Misteri eFeeder eFishery: Alat Canggih yang Mati Mengonggok & Nasib Petambak yang Terlupakan

- Senin, 27 Oktober 2025 | 19:54 WIB
Misteri eFeeder eFishery: Alat Canggih yang Mati Mengonggok & Nasib Petambak yang Terlupakan

“Visi Pak Menteri adalah percaya pada teknologi untuk mempercepat produktivitas,” kata Doni.

Menurut Fernando J. Simanjuntak, Direktur Ikan Air Payau KKP, alat ini membuat pemberian pakan tepat waktu, tepat jumlah, dan terintegrasi. Produktivitas meningkat dari 60 ton per hektare secara konvensional menjadi 80 ton dengan eFeeder.

KKP sempat berniat memperpanjang kerja sama 2025, namun tak direspon eFishery. Akhirnya, alat diambil kembali.

Dampak ke Pembudidaya Kecil

Bagi pembudidaya seperti Mario, manfaat eFeeder terbatas pada konsistensi jadwal dan takaran pakan. Namun, alat ini belum berdampak signifikan pada feed conversion ratio (FCR) atau hasil panen.

“Dari jumlah pakan yang diberikan menjadi hasil panen, belum ada perbaikan,” ujar Mario.

Selain sewa alat, Mario juga ikut program penjualan ikan eFishery sejak 2023. Awalnya, 95% produksinya diserap eFishery. Namun, pada Mei 2024, kebijakan berubah drastis—harga beli turun dari Rp 29.000 menjadi Rp 23.000 per kg.

Menurut Mario, harga baru itu tidak sesuai harga pokok produksi di wilayahnya, karena diambil dari survei harga di Waduk Cirata atau Jatiluhur yang belum termasuk biaya angkut.

Pembudidaya lain, Adi di Ciseeng, Bogor, membeli satu unit eFeeder secara putus. Ia mengaku alat itu tidak bermanfaat bagi petani dengan satu kolam. Cara tradisional dinilai lebih cocok.

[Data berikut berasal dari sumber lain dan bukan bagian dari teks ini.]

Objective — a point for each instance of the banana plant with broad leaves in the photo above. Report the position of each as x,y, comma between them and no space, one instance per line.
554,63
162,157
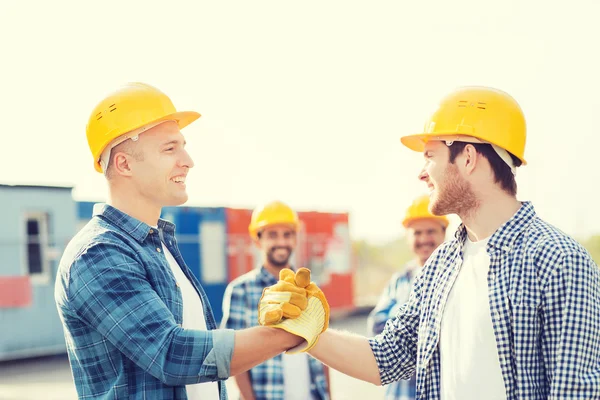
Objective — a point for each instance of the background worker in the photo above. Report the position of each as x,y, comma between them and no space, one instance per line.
273,229
424,233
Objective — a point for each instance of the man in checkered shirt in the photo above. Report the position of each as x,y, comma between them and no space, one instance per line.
273,228
507,309
424,233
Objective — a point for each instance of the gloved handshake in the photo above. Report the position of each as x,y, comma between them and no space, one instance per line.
296,305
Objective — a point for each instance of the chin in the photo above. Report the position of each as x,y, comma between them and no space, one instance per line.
177,201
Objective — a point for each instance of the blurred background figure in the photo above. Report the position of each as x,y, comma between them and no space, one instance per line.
273,228
424,233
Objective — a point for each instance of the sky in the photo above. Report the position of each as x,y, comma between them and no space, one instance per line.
306,101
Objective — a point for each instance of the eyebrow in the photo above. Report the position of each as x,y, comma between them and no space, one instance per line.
174,141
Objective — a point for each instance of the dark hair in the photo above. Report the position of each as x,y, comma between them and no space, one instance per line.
502,173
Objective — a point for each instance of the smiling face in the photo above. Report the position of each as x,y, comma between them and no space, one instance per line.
424,236
277,242
158,166
449,191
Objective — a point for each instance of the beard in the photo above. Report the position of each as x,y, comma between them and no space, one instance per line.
454,196
279,262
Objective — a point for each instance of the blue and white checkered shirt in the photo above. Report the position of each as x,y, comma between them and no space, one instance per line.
240,311
391,300
122,314
544,291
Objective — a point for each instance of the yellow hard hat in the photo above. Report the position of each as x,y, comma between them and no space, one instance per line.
483,113
128,109
419,209
273,213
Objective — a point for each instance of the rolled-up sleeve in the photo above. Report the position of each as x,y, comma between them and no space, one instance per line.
386,308
109,291
235,310
395,349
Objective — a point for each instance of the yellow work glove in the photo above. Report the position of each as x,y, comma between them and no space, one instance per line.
314,318
285,299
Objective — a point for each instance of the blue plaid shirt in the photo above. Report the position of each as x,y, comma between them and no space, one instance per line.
240,311
392,298
122,314
545,305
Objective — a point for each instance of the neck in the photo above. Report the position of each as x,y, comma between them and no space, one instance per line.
419,261
134,205
273,270
492,211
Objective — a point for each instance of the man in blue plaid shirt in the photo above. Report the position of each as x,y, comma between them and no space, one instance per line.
137,323
507,309
424,233
273,228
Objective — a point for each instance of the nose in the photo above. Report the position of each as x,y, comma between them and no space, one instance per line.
423,176
186,160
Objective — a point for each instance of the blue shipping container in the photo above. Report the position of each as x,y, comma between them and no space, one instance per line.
202,237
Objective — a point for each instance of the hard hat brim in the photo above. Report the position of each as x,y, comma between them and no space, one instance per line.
417,142
182,118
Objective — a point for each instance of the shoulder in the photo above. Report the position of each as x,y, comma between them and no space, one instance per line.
96,242
547,243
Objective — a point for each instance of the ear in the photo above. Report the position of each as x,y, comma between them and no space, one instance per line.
470,158
122,164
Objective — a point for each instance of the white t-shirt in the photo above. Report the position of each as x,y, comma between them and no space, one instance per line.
470,366
296,376
193,318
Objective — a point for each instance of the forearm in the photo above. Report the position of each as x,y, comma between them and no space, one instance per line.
245,385
348,353
255,345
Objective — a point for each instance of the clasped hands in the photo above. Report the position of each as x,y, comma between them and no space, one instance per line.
296,305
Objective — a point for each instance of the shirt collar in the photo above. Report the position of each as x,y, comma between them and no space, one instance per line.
134,227
505,236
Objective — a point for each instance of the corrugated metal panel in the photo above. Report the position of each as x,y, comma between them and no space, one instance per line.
15,292
201,235
328,253
35,329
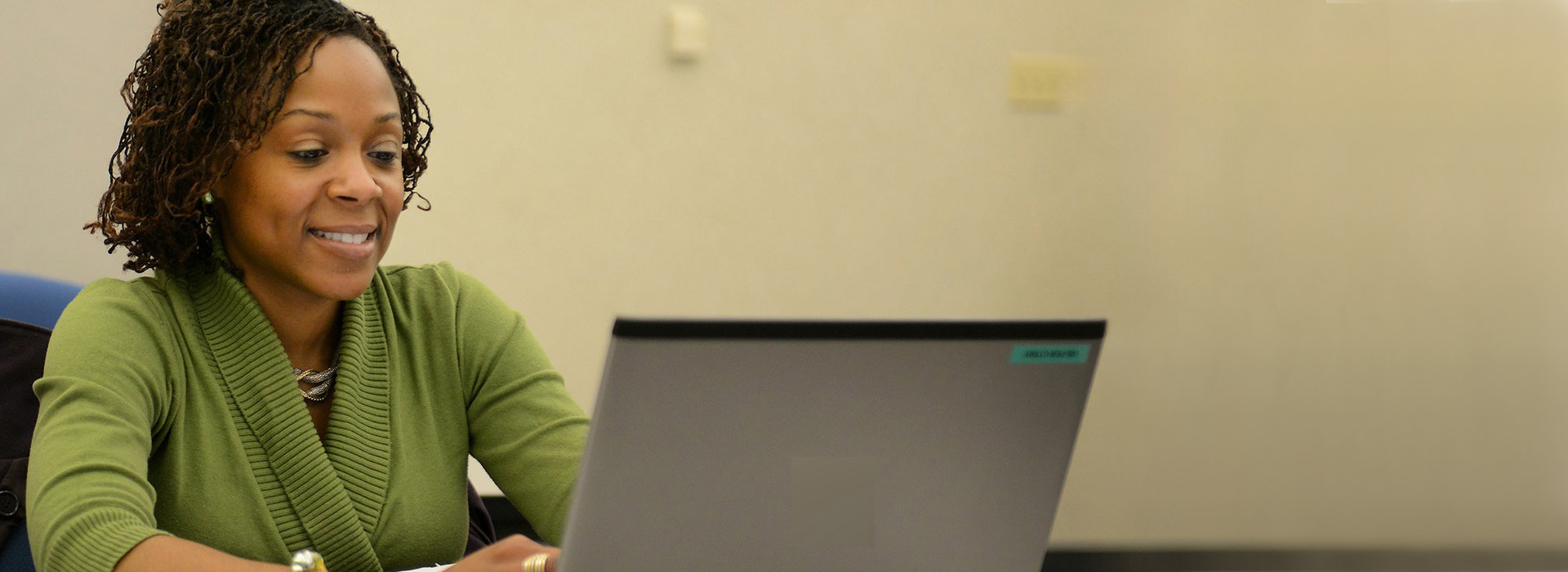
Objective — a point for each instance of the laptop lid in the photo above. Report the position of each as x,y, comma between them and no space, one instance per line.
830,445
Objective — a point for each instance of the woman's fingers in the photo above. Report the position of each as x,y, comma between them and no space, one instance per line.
511,555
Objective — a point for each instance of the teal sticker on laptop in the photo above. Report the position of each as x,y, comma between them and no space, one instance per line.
1051,355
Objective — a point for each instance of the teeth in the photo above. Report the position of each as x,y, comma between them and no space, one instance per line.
342,237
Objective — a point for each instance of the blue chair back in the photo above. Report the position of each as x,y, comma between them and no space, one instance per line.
35,300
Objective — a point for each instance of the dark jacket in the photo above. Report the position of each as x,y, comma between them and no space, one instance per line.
20,362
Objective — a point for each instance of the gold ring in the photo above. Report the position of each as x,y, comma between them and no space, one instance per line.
535,563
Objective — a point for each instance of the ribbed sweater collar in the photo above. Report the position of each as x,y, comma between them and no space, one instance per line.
334,489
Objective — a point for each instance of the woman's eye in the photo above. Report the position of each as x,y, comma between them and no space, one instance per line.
310,155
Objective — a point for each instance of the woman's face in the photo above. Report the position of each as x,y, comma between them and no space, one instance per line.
310,213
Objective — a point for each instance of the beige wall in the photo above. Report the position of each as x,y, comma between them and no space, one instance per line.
1329,235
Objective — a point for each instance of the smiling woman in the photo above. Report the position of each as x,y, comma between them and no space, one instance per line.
272,387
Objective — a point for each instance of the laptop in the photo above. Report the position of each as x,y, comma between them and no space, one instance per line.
830,445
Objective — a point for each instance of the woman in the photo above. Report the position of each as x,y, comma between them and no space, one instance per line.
272,387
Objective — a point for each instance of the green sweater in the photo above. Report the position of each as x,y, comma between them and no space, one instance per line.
168,408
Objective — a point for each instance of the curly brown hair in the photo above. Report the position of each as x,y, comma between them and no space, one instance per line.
206,90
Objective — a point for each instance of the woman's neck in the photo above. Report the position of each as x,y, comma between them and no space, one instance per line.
308,328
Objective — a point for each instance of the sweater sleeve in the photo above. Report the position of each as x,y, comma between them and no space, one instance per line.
104,387
523,423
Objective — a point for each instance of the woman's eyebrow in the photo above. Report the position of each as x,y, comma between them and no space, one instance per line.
328,116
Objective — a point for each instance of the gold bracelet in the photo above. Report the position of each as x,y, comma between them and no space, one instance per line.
535,563
308,561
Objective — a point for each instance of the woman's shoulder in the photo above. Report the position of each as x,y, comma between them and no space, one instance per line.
140,297
441,284
422,281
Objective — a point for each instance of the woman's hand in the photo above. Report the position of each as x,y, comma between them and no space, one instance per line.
507,555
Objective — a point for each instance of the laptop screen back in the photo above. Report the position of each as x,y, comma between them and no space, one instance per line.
739,445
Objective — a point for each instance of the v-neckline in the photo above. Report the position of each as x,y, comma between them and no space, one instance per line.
334,488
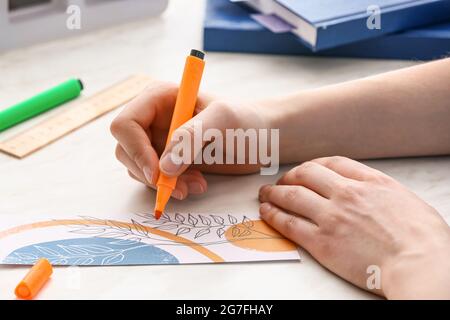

Pelajaran dari Kegagalan eFishery

Dina Dellyana, Dosen dan Kepala Inkubator Bisnis SBMITB Bandung, menilai kasus eFishery jadi momentum koreksi bagi ekosistem startup.

“Ini pembelajaran bagi startup lokal dan investor. Investor tidak bisa lagi pakai cara lama dalam menilai startup,” katanya.

Dina menekankan pentingnya governance yang kuat dan auditing yang ketat.

Doni dari KKP menyebut potensi startup di sektor perikanan masih besar. Proyek revitalisasi tambak pantura seluas 75.000 hektare dengan anggaran Rp 26,3 triliun jadi peluang kolaborasi.

“Startup harus melihat masalah dulu, baru menjadi problem solver dengan teknologinya. Itu dasarnya startup,” pungkas Doni.